A foreign exchange crisis led the PM to devalue the rupee on June 6, 1966. Indira was widely criticised by her party and Indian scholars and economists but an op-ed in HT on June 10, titled “Anatomy of a Decision” by HT editor Krishan Bhatia took a contrary stand: “The decision to devalue the rupee is yet another landmark on the path of economic realism to which the government took recently. Notwithstanding the enormous hazards to which it might expose the country, devaluation is a big step away from the empty slogans and impracticable policies that the government was prisoner of for the past 15 years.”
Indira Gandhi was not one for small measures. In 1967, guided by her trusted aide Parmeshwar Narayan Haksar, she began talking about her socialist agenda for the country. She proposed the nationalisation of banks, and the abolition of the privy purses of the princes of India’s erstwhile royal houses.

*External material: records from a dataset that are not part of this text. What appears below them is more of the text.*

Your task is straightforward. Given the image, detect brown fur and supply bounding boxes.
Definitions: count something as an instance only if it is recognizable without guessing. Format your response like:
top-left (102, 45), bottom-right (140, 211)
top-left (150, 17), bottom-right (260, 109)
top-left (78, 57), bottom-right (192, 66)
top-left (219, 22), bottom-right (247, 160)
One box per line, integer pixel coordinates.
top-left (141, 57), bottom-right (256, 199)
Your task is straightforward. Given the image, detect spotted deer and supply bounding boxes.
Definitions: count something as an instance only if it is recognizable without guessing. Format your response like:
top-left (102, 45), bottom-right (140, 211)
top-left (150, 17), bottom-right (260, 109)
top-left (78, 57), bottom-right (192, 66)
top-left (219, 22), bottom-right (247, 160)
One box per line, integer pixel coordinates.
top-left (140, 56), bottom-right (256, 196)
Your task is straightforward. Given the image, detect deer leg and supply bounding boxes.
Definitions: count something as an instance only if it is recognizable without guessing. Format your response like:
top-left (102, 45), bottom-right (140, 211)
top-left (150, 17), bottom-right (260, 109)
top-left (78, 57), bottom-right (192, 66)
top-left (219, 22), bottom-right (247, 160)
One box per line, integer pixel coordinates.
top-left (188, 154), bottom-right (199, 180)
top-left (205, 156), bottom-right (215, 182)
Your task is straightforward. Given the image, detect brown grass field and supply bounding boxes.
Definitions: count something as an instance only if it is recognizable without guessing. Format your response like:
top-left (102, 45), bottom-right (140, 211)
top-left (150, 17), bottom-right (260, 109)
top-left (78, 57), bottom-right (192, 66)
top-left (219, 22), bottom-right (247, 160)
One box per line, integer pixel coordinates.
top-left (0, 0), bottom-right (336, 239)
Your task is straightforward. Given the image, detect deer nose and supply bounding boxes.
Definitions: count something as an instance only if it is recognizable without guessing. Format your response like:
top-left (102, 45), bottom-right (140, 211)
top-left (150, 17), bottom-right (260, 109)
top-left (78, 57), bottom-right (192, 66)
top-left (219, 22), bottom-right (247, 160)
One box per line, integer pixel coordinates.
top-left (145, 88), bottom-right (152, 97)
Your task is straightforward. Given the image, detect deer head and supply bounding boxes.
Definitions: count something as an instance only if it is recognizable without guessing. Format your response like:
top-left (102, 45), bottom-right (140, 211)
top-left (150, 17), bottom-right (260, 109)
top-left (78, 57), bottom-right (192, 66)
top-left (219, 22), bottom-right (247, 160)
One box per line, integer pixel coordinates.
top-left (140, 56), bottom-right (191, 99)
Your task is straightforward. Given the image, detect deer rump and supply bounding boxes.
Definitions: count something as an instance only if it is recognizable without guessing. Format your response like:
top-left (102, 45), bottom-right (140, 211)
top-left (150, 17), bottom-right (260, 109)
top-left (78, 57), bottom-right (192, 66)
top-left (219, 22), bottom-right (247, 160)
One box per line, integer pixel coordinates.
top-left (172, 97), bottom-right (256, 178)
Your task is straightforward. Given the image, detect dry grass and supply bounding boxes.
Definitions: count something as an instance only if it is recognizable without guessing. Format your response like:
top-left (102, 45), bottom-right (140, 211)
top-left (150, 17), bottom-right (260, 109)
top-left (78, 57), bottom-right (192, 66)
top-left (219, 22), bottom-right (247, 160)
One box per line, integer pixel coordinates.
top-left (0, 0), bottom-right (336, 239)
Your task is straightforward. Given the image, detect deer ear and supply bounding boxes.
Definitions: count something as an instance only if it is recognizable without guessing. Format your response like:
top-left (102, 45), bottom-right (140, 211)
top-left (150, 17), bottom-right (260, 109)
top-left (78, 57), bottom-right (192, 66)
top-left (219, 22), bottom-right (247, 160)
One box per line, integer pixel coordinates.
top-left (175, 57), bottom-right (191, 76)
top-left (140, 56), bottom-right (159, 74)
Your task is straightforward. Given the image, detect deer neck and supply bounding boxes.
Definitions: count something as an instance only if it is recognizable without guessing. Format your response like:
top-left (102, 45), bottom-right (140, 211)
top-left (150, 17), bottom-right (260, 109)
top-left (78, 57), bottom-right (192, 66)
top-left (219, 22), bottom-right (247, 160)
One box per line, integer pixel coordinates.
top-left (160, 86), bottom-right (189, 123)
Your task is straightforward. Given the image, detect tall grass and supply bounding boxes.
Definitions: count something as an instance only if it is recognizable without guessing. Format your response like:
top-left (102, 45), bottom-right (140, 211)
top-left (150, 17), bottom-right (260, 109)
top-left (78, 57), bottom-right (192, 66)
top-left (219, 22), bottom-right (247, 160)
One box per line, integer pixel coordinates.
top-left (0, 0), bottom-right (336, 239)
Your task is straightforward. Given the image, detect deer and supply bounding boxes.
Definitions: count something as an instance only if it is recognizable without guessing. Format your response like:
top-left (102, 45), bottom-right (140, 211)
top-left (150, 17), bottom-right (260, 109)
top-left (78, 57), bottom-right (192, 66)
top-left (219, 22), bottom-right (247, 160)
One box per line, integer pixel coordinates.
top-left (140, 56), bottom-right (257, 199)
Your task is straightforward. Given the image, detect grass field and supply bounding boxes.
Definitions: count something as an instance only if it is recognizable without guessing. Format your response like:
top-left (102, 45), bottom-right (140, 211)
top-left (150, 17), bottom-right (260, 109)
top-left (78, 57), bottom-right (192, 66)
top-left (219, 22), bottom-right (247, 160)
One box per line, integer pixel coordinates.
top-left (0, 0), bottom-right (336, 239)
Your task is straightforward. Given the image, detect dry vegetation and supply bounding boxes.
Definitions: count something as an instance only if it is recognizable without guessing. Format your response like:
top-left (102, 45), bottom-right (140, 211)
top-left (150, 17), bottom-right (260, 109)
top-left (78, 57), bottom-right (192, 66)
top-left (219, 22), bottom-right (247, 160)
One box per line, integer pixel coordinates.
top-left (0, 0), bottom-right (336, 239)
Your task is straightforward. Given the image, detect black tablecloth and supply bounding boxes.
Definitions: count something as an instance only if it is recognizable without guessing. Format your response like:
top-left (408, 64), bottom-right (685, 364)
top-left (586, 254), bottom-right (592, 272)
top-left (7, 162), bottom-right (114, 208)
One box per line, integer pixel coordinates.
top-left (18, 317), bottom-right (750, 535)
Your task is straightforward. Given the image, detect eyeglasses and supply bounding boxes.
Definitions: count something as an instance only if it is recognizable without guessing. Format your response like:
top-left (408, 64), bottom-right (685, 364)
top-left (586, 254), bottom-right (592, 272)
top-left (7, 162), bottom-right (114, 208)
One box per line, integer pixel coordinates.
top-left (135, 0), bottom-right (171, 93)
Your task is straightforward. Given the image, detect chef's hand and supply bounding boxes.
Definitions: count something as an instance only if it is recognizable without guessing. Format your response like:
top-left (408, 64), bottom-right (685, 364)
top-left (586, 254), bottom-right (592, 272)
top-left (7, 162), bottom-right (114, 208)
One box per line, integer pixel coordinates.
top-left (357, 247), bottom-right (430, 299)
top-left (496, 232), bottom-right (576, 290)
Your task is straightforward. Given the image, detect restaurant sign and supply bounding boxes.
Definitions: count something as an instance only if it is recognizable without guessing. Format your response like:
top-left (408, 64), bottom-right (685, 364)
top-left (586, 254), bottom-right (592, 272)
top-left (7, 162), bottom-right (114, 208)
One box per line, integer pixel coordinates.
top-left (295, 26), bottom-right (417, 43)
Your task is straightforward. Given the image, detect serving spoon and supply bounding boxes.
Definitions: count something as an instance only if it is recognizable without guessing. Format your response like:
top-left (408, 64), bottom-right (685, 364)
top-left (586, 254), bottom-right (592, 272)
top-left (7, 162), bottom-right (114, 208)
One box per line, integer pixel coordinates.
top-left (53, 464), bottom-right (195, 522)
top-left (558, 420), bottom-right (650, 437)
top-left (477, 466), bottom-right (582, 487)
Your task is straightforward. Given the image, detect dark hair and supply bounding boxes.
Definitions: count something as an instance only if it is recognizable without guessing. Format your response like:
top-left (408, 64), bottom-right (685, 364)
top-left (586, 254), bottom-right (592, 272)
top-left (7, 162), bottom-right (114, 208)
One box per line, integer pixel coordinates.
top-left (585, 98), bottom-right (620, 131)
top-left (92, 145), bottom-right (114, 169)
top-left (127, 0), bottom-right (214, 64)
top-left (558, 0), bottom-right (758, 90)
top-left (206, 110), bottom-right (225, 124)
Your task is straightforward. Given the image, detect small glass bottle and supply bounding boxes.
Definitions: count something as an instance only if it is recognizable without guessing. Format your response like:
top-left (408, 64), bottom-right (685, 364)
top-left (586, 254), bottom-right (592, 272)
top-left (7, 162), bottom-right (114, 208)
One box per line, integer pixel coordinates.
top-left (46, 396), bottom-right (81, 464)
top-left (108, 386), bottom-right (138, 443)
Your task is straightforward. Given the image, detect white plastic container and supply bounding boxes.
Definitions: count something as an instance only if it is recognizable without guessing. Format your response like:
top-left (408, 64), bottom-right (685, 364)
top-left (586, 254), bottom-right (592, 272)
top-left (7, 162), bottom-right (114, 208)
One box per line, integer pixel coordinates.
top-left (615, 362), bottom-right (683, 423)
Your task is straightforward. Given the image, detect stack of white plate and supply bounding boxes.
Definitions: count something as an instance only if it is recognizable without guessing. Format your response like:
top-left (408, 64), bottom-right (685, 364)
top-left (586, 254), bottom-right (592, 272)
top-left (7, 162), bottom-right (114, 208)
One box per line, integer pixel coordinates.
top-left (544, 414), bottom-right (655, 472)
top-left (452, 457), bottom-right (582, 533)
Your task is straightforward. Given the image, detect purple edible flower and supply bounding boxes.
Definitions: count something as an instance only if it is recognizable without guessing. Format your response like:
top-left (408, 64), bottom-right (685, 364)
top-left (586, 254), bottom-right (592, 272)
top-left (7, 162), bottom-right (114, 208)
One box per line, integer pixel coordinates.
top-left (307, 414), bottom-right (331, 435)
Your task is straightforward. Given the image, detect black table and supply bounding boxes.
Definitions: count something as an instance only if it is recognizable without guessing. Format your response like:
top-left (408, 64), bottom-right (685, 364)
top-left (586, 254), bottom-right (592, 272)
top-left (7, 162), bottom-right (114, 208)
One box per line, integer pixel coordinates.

The top edit in HT on July 21, 1969 — two days after 14 banks were nationalised — said that the decision was “dictated by political considerations rather than by the intrinsic economic merits of the measure.”

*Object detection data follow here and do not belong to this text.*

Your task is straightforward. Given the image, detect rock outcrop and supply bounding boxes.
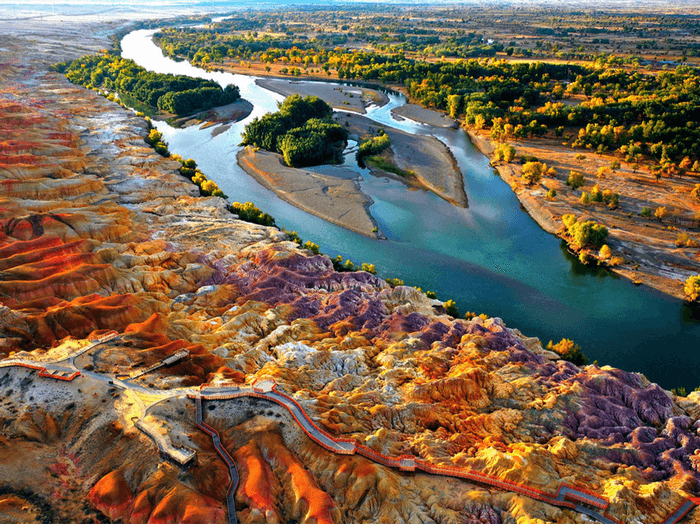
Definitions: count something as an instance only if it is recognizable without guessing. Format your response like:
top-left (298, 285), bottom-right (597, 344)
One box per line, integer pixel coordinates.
top-left (0, 18), bottom-right (700, 524)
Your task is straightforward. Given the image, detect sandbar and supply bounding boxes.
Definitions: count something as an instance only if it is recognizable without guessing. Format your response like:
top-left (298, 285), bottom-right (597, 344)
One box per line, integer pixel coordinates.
top-left (238, 146), bottom-right (384, 238)
top-left (391, 104), bottom-right (459, 129)
top-left (255, 78), bottom-right (389, 114)
top-left (335, 113), bottom-right (468, 207)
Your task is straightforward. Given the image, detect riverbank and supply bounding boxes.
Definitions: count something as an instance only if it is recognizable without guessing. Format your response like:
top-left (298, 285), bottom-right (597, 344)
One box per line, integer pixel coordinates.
top-left (255, 78), bottom-right (389, 115)
top-left (468, 130), bottom-right (700, 300)
top-left (335, 113), bottom-right (468, 207)
top-left (237, 146), bottom-right (383, 238)
top-left (391, 104), bottom-right (459, 129)
top-left (163, 98), bottom-right (253, 136)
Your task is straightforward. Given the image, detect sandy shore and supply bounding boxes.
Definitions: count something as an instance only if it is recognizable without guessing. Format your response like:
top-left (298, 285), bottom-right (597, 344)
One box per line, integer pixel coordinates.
top-left (238, 146), bottom-right (383, 238)
top-left (469, 131), bottom-right (700, 300)
top-left (163, 98), bottom-right (253, 136)
top-left (391, 104), bottom-right (459, 129)
top-left (255, 78), bottom-right (389, 114)
top-left (335, 113), bottom-right (468, 207)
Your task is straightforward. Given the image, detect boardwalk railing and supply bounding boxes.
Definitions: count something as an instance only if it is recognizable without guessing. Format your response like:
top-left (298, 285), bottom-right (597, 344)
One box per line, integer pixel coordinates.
top-left (195, 396), bottom-right (238, 524)
top-left (188, 384), bottom-right (700, 524)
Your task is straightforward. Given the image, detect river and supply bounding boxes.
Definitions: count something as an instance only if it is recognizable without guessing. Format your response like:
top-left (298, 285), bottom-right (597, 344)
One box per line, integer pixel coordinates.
top-left (122, 30), bottom-right (700, 391)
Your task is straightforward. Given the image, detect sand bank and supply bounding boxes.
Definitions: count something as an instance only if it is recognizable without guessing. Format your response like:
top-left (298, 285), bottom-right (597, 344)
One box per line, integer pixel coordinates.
top-left (336, 113), bottom-right (468, 207)
top-left (391, 104), bottom-right (459, 129)
top-left (255, 78), bottom-right (389, 114)
top-left (469, 131), bottom-right (700, 299)
top-left (238, 146), bottom-right (383, 238)
top-left (170, 98), bottom-right (253, 136)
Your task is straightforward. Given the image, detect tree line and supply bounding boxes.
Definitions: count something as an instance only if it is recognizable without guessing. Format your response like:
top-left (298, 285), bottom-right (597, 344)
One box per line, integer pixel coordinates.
top-left (241, 95), bottom-right (348, 167)
top-left (55, 54), bottom-right (240, 116)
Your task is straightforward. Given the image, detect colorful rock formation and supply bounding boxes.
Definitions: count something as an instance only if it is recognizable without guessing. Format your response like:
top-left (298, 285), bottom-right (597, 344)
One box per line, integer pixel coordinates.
top-left (0, 18), bottom-right (700, 524)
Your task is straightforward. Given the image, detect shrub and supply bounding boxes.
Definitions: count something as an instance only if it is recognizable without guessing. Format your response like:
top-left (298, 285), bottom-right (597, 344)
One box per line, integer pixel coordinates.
top-left (690, 184), bottom-right (700, 202)
top-left (362, 262), bottom-right (377, 275)
top-left (144, 128), bottom-right (163, 146)
top-left (547, 338), bottom-right (588, 366)
top-left (522, 162), bottom-right (547, 186)
top-left (676, 233), bottom-right (690, 247)
top-left (493, 144), bottom-right (516, 162)
top-left (654, 206), bottom-right (668, 222)
top-left (355, 131), bottom-right (391, 165)
top-left (443, 299), bottom-right (459, 318)
top-left (231, 202), bottom-right (274, 225)
top-left (566, 171), bottom-right (586, 189)
top-left (154, 142), bottom-right (170, 158)
top-left (683, 275), bottom-right (700, 302)
top-left (303, 240), bottom-right (321, 255)
top-left (562, 214), bottom-right (608, 248)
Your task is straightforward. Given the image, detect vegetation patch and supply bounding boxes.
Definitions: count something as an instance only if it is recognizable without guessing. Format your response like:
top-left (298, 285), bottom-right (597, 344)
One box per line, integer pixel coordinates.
top-left (241, 95), bottom-right (348, 167)
top-left (54, 54), bottom-right (240, 116)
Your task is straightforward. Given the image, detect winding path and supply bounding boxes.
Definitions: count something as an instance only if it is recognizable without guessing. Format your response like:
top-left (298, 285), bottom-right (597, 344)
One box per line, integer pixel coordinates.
top-left (0, 332), bottom-right (700, 524)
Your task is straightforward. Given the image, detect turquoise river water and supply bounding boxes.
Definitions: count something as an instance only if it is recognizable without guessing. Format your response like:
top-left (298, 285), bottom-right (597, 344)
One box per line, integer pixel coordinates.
top-left (122, 30), bottom-right (700, 390)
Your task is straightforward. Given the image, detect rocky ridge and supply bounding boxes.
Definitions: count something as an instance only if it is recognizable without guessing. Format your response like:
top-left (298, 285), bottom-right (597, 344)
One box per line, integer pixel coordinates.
top-left (0, 18), bottom-right (700, 524)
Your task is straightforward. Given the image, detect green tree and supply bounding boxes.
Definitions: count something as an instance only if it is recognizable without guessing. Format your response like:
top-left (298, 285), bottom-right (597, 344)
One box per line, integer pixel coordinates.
top-left (447, 94), bottom-right (462, 119)
top-left (547, 338), bottom-right (588, 366)
top-left (566, 171), bottom-right (586, 189)
top-left (683, 275), bottom-right (700, 302)
top-left (522, 162), bottom-right (547, 186)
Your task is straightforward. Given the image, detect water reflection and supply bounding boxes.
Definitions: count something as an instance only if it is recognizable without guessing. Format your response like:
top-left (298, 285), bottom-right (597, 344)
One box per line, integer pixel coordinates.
top-left (122, 27), bottom-right (700, 389)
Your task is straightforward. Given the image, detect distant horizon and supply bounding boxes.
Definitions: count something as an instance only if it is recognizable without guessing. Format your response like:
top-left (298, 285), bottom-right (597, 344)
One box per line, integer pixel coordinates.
top-left (0, 0), bottom-right (700, 18)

But there were more pressing challenges. Food scarcity was a perennial problem, with demographers predicting widespread starvation by the end of the decade. Repeated crop failure meant that larger and larger swathes of India were threatened with crop failure — and famine.
In the HT newsroom, chief photographer Kishor Parekh’s heartbreaking photos of the famine in Bihar in 1966 drummed up public awareness and led to the setting up of a famine relief fund. In November that year, HT published a full-page photo essay of Parekh’s work and brought in a culture of visual storytelling in news.

In an office of the Indian Agricultural Research Institute in New Delhi in 1966, a junior cytogeneticist Mankombu Sambasivan Swaminathan wrote a letter inviting his American plant scientist friend, Norman Borlaug, who had developed a high-yielding, short-stalked wheat crop at the International Maize and Wheat Improvement Center in Mexico, to bring the varieties to India. As more farmers began to rely on these seeds, India’s wheat yields rose. From 12 million tonnes in 1964, it became 17 million tonnes in 1968 — and famine was averted.
Writing for HT’s Sunday special, The Hindustan Times Weekly Review, in August 1969, Swaminathan outlined the areas that policymakers needed to concentrate on to sustain what became known as the Green Revolution. In the page one piece titled “Beyond the Green Revolution,” Swaminathan wrote, “India must plan to develop itself into a nation providing those parts of the world which are not favourably endowed for crop growth with agricultural produce of the highest quality”.